Завершив на три четверти книгу, где должна была оказаться разрешенная загадка, я отложил ее. И написал “Казнь”, где человек достигает крайности возможного.
ЧАСТЬ ПЕРВАЯ.
НАБРОСОК ВВЕДЕНИЯ ВО ВНУТРЕННИЙ ОПЫТ
I.
КРИТИКА ДОГМАТИЧЕСКОГО РАБСТВА (И МИСТИЦИЗМА)
Под внутренним опытом я понимаю то, что обыкновенно называют мистическим опытом: состояния экстаза, восхищения, по меньшей мере, мысленного волнения. Но мне грезится не столько исповедальный опыт, которого вынуждены были придерживаться до сих пор, сколько опыт голый, свободный от всяких привязанностей, от намека на какое бы то ни было исповедание. Вот почему я не люблю слово мистический.
Не люблю также узких определений. Внутренний опыт ответствует необходимости, в которой я оказался – а со мной человеческое существование, – все ставить под сомнение (под вопрос), совершенно лишаясь покоя. Эта необходимость играла свою роль невзирая на религиозные верования, но последствия ее могут оказаться самыми глубокими тогда, когда верований больше нет. Догматические предпосылки задали опыту неподобающие пределы: тот, кто знает, не может выйти за горизонт знаемого.
Мне хотелось, чтобы опыт вел туда, куда он сам ведет, я не хотел вести его к заранее намеченной цели. И сразу скажу, что ведет он не к гавани (напротив, в места блуждания, бессмыслия). Мне хотелось, чтобы незнание стало его принципом – в этом я с большой строгостью следовал методу, доведенному до совершенства христианами (избрав этот путь, они заходили по нему настолько далеко, насколько позволяла им догма). Но этот опыт, родившись из незнания, решительно остается ему верен. Нельзя сказать, что опыт неизрекаем, – ему не изменишь, если станешь о нем говорить, – но перед лицом вопросов мира знания он отнимает у духа все полученные им прежде ответы. Опыт ничего не открывает, не может основать верования, не может исходить из него.

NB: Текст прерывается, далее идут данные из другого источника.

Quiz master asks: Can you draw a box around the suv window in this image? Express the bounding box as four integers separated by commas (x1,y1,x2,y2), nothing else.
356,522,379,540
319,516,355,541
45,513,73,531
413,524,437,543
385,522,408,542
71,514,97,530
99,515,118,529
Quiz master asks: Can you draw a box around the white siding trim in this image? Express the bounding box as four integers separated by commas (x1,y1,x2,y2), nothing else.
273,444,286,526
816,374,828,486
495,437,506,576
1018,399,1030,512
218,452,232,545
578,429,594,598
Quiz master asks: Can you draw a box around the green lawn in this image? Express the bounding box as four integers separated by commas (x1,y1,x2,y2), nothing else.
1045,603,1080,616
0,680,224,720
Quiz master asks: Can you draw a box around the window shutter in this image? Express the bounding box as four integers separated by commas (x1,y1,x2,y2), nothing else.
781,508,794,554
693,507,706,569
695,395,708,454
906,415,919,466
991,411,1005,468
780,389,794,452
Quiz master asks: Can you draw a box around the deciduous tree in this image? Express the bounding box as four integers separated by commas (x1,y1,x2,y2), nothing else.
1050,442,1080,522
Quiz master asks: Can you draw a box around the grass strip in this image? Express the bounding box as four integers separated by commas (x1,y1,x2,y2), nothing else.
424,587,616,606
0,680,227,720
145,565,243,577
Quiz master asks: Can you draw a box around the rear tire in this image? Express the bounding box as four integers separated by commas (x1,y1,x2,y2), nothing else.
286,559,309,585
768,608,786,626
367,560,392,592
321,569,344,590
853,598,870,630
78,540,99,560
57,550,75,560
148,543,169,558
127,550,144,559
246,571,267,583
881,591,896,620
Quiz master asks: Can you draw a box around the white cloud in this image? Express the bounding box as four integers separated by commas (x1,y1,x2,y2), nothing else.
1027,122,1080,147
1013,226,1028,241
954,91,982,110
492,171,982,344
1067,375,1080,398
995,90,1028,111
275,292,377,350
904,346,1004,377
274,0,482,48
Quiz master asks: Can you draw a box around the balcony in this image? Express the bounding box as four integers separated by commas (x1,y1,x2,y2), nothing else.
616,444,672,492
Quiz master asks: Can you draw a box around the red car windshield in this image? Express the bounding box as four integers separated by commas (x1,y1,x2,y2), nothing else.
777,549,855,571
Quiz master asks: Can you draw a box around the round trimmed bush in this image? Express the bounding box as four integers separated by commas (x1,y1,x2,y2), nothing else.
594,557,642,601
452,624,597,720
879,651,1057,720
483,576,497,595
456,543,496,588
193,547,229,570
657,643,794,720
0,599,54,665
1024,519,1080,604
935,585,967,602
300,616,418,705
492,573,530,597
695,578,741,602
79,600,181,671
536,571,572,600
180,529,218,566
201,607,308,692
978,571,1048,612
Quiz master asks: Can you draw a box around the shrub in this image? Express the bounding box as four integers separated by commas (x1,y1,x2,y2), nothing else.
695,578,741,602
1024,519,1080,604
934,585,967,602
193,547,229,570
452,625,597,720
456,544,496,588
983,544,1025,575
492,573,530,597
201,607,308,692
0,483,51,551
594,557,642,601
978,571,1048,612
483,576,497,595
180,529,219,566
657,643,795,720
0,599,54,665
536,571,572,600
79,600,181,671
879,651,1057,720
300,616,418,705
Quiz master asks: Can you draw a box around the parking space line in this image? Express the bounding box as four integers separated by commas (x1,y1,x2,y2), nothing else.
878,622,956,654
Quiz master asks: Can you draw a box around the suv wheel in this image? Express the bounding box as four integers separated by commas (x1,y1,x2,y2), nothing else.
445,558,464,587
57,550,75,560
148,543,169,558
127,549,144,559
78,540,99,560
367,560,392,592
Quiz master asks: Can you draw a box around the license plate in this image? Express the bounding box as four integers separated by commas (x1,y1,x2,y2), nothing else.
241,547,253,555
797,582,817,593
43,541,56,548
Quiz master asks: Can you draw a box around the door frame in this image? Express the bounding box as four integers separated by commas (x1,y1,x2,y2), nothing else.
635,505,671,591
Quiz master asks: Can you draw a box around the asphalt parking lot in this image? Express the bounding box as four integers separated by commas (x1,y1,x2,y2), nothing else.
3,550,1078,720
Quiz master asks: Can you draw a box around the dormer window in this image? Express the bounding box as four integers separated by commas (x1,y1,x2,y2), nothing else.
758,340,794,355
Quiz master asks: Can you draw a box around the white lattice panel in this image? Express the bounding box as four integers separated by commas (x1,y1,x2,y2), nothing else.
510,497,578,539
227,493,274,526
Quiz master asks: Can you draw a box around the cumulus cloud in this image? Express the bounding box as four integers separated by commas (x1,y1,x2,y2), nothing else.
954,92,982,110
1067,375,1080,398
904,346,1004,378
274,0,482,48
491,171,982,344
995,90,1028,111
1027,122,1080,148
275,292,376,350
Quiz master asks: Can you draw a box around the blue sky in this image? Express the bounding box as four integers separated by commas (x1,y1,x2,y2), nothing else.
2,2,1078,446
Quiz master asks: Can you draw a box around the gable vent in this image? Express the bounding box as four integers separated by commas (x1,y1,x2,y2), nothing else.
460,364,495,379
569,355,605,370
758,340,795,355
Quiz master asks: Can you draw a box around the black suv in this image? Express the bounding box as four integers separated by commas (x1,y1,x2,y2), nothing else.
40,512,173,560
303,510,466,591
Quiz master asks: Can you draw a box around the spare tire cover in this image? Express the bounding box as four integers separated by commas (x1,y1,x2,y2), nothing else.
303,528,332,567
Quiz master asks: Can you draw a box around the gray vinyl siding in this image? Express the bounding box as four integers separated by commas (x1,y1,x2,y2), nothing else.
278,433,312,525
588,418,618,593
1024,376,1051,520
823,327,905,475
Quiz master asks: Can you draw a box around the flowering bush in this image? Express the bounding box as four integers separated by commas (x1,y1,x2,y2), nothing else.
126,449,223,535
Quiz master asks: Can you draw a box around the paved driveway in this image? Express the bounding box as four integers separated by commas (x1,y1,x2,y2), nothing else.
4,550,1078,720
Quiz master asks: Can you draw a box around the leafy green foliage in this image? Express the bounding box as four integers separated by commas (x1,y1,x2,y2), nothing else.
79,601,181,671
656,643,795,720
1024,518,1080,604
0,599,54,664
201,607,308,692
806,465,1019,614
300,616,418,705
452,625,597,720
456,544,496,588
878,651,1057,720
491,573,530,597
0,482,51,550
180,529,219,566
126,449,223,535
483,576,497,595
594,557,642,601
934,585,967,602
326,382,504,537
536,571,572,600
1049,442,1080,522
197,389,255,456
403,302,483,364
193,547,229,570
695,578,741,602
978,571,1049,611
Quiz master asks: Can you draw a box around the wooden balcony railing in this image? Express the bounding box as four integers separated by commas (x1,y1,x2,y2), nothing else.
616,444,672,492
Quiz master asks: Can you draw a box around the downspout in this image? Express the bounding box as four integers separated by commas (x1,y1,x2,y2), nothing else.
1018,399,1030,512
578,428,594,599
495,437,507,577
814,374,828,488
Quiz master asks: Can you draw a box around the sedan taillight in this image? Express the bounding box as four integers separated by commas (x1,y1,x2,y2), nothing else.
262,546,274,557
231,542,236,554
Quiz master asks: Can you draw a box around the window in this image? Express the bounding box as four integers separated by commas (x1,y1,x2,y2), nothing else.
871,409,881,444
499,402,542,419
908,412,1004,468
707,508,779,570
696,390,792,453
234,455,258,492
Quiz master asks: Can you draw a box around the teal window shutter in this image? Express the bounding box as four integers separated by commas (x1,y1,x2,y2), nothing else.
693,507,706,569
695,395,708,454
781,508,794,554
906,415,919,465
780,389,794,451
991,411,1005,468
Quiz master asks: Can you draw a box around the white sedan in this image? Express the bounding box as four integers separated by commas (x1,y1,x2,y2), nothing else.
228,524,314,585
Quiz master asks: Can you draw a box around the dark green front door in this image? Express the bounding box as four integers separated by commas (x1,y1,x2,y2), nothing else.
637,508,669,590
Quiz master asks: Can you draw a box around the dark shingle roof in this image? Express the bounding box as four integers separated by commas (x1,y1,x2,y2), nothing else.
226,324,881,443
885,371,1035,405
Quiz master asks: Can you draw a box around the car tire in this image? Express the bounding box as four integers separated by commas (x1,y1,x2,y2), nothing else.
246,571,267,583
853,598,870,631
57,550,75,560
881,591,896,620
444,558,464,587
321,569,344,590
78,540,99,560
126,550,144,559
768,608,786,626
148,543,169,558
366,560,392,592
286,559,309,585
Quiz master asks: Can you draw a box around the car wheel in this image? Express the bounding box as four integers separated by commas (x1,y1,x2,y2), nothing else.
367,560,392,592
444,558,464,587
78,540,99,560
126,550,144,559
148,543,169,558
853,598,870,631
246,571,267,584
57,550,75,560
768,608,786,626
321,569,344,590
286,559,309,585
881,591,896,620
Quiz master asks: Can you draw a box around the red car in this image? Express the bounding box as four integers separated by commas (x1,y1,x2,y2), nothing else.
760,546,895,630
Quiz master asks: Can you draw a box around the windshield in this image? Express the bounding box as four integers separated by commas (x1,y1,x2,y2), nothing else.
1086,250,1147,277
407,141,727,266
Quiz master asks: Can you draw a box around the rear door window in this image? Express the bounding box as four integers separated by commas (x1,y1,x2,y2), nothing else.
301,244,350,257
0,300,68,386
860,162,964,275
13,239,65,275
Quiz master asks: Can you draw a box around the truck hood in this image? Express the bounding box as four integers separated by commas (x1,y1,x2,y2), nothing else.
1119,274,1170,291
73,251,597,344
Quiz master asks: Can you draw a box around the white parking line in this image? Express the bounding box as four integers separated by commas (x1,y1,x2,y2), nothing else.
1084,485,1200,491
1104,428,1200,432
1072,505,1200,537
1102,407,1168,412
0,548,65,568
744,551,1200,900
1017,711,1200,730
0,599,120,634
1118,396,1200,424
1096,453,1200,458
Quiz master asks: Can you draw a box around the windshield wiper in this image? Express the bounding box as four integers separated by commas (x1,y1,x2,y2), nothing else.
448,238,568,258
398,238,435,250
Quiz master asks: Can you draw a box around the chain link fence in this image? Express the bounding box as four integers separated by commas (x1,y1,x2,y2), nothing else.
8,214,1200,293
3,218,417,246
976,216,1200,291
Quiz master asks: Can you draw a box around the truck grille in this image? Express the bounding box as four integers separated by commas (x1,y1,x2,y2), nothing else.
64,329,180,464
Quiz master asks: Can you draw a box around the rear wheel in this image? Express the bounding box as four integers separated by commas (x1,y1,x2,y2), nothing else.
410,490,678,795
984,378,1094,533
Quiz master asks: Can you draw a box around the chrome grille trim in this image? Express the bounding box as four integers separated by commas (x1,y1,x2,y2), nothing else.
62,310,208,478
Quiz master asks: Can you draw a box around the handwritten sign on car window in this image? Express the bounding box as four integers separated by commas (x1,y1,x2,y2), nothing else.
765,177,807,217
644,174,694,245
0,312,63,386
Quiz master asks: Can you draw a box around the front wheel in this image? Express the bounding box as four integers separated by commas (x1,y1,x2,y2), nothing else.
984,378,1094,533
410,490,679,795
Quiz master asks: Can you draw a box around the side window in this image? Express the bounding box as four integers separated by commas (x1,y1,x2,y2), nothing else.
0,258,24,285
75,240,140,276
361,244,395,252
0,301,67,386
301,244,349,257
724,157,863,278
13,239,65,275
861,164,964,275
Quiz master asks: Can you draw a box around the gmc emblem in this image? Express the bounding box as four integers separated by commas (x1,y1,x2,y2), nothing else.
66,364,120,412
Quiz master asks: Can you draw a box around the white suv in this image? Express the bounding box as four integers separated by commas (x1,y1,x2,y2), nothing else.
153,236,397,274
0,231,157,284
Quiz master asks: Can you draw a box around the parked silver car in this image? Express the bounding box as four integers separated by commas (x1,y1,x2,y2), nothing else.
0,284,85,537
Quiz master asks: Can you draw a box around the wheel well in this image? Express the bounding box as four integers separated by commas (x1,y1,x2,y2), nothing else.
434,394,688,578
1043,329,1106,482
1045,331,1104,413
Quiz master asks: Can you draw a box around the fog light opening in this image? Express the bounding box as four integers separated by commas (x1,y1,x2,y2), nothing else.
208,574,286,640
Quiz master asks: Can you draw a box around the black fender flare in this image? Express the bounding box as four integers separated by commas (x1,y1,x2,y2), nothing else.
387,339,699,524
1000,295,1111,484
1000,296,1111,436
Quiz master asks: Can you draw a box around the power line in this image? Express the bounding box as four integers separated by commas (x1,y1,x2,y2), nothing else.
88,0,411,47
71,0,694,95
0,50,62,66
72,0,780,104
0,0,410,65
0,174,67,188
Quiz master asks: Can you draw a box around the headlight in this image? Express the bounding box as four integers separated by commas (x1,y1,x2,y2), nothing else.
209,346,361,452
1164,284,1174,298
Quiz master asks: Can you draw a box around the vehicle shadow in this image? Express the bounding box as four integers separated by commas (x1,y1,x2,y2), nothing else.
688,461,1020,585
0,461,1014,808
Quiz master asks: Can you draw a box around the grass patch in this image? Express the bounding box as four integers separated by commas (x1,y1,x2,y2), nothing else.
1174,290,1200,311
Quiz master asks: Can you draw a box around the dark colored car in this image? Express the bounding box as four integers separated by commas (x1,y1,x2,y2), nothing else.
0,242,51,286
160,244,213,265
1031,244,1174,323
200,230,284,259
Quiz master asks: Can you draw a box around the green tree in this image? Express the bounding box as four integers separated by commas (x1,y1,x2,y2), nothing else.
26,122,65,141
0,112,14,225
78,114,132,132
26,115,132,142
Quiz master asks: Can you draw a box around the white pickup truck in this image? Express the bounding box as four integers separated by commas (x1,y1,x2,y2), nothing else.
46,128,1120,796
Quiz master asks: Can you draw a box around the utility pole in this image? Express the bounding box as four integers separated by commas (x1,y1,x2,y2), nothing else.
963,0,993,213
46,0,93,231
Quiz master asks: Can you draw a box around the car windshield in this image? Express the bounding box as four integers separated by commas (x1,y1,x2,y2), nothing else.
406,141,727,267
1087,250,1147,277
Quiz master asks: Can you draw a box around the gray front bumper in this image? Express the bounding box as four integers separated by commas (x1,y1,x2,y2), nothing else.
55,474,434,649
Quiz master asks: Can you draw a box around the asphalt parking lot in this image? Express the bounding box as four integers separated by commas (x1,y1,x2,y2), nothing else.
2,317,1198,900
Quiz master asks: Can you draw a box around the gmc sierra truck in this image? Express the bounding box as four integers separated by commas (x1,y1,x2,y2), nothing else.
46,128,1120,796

Опыт – это пылкая и тоскливая постановка под вопрос (на испытание) всего, что известно человеку о деле бытия. И какое бы восприятие ни посетило человека в этом пылу, он не может сказать: “я видел это”, или – “то, что я видел, оно такое”; он не может сказать: “я видел Бога, абсолют или глубину мира”; он может сказать только следующее: “то, что я видел, уклоняется от рассудка”, – а Бог, абсолют, основа мира суть ничто, если они не суть категории рассудка.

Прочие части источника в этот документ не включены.